By contrast, the Implicit Differentiable Renderer (IDR) approach, published by the Weizmann Institute of Science in October 2020, hinges on exploiting 3D mesh information automatically generated from capture arrays:
While NeRF lacks IDR’s capability for shape estimation, IDR cannot match NeRF’s image quality, and both require extensive resources to train and collate (though recent innovations in NeRF are beginning to address this).
Instead, Neural Lumigraph Rendering utilizes SIREN (Sinusoidal Representation Networks) to incorporate the strengths of each approach into its own framework, which is intended to generate output that’s directly usable in extant real-time graphics pipelines.
SIREN has been utilized for similar implementations over the past year, and now represents a popular API call for hobbyist Colabs in image synthesis communities; however, NLR’s innovation is to apply SIRENs to two-dimensional multi-view image supervision, which is problematic due to the extent to which SIREN produces over-fitted rather than generalized output.
After the CG mesh is extracted from the array images, the mesh is rasterized via OpenGL, and the vertex positions of the mesh mapped to the appropriate pixels, after which blending of the various contributing maps is calculated.
The resultant mesh is more generalized and representative than NeRF’s (see image below), requires less calculation, and does not apply excessive detail to areas (such as smooth facial skin) that cannot benefit from it:
On the negative side, NLR does not yet have any capacity for dynamic lighting or relighting, and output is restricted to shadow maps and other lighting considerations obtained at the time of capture. The researchers intend to address this in future work.
Additionally, the paper concedes that the shapes generated by NLR are not as accurate as some alternative approaches, such as Pixelwise View Selection for Unstructured Multi-View Stereo, or the Weizmann Institute research mentioned earlier.

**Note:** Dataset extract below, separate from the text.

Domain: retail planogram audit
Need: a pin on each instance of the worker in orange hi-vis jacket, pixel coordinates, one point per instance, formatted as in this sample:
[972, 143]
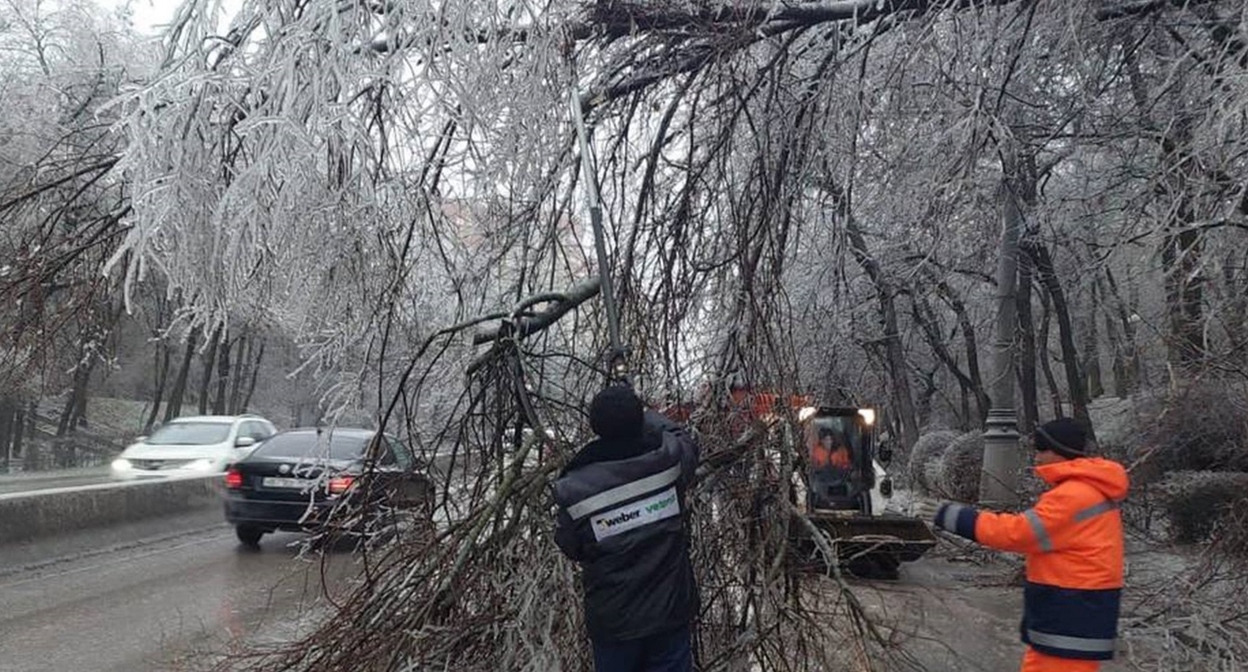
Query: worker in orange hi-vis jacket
[1072, 540]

The Rise Of Volumetric Image Synthesis
The idea of creating 3D entities from a limited series of photos with neural networks predates NeRF, with visionary papers going back to 2007 or earlier. In 2019 Facebook’s AI research department produced a seminal research paper, Neural Volumes: Learning Dynamic Renderable Volumes from Images, which first enabled responsive interfaces for synthetic humans generated by machine learning-based volumetric capture.